F.N.H. : Le gouvernement s'efforce de rendre la croissance plus inclusive. Comment évalueriez-vous les efforts actuels pour réduire les inégalités économiques et sociales, et quelles améliorations sont nécessaires ?

S. T. : Le gouvernement est dans son rôle. Nous ne pouvons pas laisser des fractions de la population sur le quai, pendant que le train avance… Cela peut être très dangereux pour tout le modèle. La croissance est inclusive ou ne l’est pas. Il y a des programmes sociaux et de protection sociale qui sont là. C’est une réalité : l’INDH, le Ramed, des réformes éducatives qui se poursuivent tant bien que mal pour améliorer l'accès à l'éducation et la qualité de l'enseignement, en construisant de nouvelles écoles et en révisant les programmes scolaires. Des initiatives pour la formation professionnelle, pilotées par l’OFPPT, notamment, ont pour objectifs de renforcer les compétences des jeunes, améliorer leur employabilité et répondre aux besoins du marché de l’emploi…Tout cela est bien, mais il est loin d’être suffisant. Nous avons besoin d’un ciblage plus efficace pour s'assurer que l'aide arrive aux populations les plus vulnérables. Nous avons besoin également d’une meilleure évaluation et transparence en mettant en place des mécanismes de suivi rigoureux pour mesurer l'impact des programmes sociaux et garantir la transparence dans leur mise en œuvre. Il est important d’améliorer la qualité de l’éducation en investissant dans la formation des enseignants, en modernisant les infrastructures scolaires et en révisant les programmes pour qu'ils soient plus en adéquation avec les besoins du marché du travail. Nous avons besoin d’un accès équitable à l’éducation dans toutes les régions, y compris les zones rurales et marginalisées, ainsi que des différentes couches des populations.

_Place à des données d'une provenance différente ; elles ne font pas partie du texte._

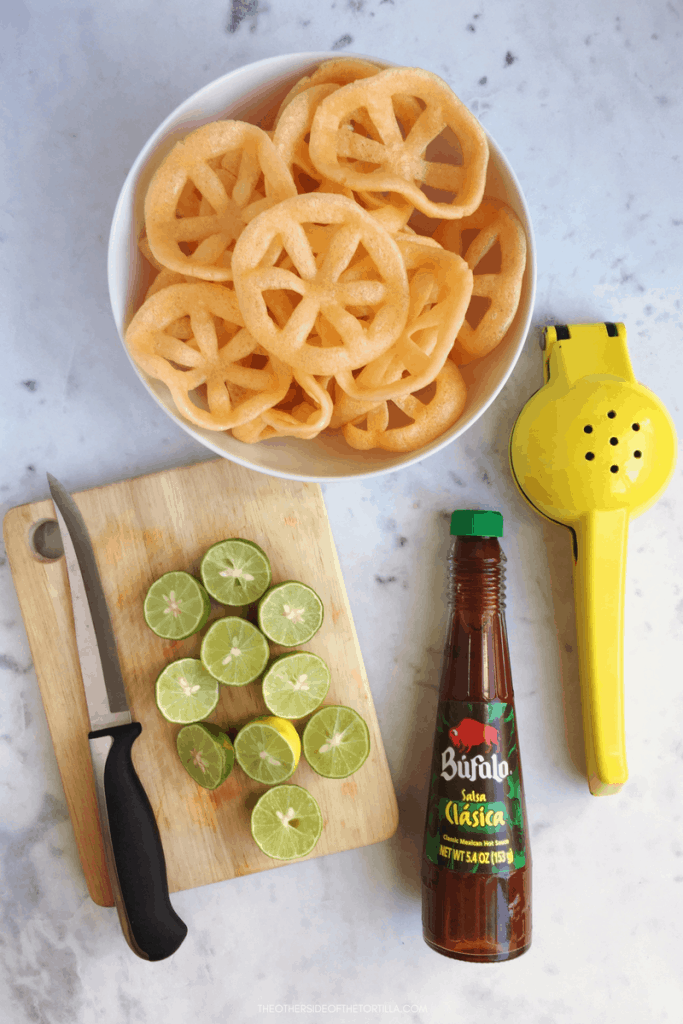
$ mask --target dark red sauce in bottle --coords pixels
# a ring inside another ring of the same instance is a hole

Nous avons besoin d’un plus grand soutien à l'emploi et de l'entrepreneuriat en développant des politiques actives de l'emploi, des incitations fiscales pour les entreprises embauchant des jeunes et des initiatives pour encourager la primo entreprise. Le soutien aux PME passe forcément par la facilitation de l'accès au financement aussi bien pour les PME que pour les startups, ainsi que la formation en gestion d'entreprise et l'accompagnement technique. Le développement doit être équilibré et durable par la promotion des investissements équilibrés entre les régions pour réduire les disparités géographiques et favoriser le développement inclusif. Encourager les initiatives de développement durable, telles que les projets d'énergies renouvelables et les pratiques agricoles durables, pour créer des emplois et protéger l'environnement, et enfin à travers l’inclusion financière en continuant à développer les services bancaires et les institutions de microfinance, en particulier dans les zones rurales, pour soutenir l'entrepreneuriat et l'inclusion financière. Et je ne pourrais conclure sans citer la digitalisation et l’approche genre. Il est primordial d’exploiter les technologies numériques et explorer toutes les richesses dont disposent les merveilleuses femmes travailleuses dans notre pays. Il s’agit en effet des clefs de succès du développement économique et social de notre pays de façon durable et inclusive.